|Born||in Litchfield, Minnesota, USA|
|Died||in Woodland Hills, California, USA (cerebral vascular thrombosis)|
|Birth Name||Edith Holm Sondergaard|
|Height||5′ 6″ (1,68 m)|
Sly, manipulative, dangerously cunning and sinister were the key words that best described the roles that Gale Sondergaard played in motion pictures, making her one of the most talented character actresses ever seen on the screen. She was educated at the University of Minnesota and later married director Herbert J. Biberman.
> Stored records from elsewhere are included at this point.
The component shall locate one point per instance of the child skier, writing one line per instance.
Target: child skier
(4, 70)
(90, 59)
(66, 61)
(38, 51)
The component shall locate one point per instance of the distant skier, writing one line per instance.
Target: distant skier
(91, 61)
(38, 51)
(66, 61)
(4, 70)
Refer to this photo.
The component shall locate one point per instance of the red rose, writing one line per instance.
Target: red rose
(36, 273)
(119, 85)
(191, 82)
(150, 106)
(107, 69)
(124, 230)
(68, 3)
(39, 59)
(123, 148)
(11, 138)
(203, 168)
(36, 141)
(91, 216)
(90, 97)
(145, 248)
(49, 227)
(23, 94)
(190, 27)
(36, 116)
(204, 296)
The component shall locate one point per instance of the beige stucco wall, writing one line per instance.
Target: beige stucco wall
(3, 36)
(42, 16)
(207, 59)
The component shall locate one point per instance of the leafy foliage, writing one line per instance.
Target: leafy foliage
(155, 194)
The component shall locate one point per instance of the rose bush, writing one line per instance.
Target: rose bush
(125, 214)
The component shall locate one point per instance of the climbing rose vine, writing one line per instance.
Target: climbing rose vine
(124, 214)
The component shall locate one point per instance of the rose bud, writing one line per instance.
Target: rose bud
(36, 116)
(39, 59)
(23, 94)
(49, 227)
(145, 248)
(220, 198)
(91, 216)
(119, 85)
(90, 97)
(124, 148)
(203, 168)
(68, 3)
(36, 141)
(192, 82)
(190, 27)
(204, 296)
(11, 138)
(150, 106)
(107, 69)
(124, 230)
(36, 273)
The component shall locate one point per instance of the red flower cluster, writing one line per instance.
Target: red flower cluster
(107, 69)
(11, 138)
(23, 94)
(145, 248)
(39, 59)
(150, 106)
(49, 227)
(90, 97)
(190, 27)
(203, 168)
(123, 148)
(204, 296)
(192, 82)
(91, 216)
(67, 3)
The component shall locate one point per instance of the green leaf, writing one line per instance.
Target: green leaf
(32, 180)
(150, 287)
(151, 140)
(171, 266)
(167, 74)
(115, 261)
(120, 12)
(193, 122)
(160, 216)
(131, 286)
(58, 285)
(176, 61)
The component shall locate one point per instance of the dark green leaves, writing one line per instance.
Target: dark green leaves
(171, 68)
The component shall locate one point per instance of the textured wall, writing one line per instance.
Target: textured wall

Her husband went to find work in Hollywood and she reluctantly followed him there. Although she had extensive experience in stage work, she had no intention of becoming an actress in film. Her mind was changed after she was discovered by director Mervyn LeRoy, who offered her a key role in his film Anthony Adverse (1936); she accepted the part and was awarded the very first Academy Award as Best Supporting Actress. LeRoy originally cast her as the Wicked Witch in Le magicien d’Oz (1939), but she felt she was not right for that role. Instead, she co-starred opposite Paul Muni in La vie d’Emile Zola (1937), a film that won Best Picture in 1937. Sondergaard’s most-remembered role was that of the sinister and cunning wife of a husband murdered by Bette Davis’ character in La lettre (1940). Sondergaard continued her career rise in films such as Juarez (1939), Le signe de Zorro (1940), The Black Cat (1941), and Anna et le roi de Siam (1946). Unfortunately, she was blacklisted when she refused to testify during the McCarthy-inspired “Red Scare” hysteria in the 1950s. She eventually returned to films in the 1960s and made her final appearance in the 1983 film Echoes (1982). Gale Sondergaard passed away of an undisclosed illness at the Motion Picture and Television Hospital in Woodland Hills, California, at the age of 86.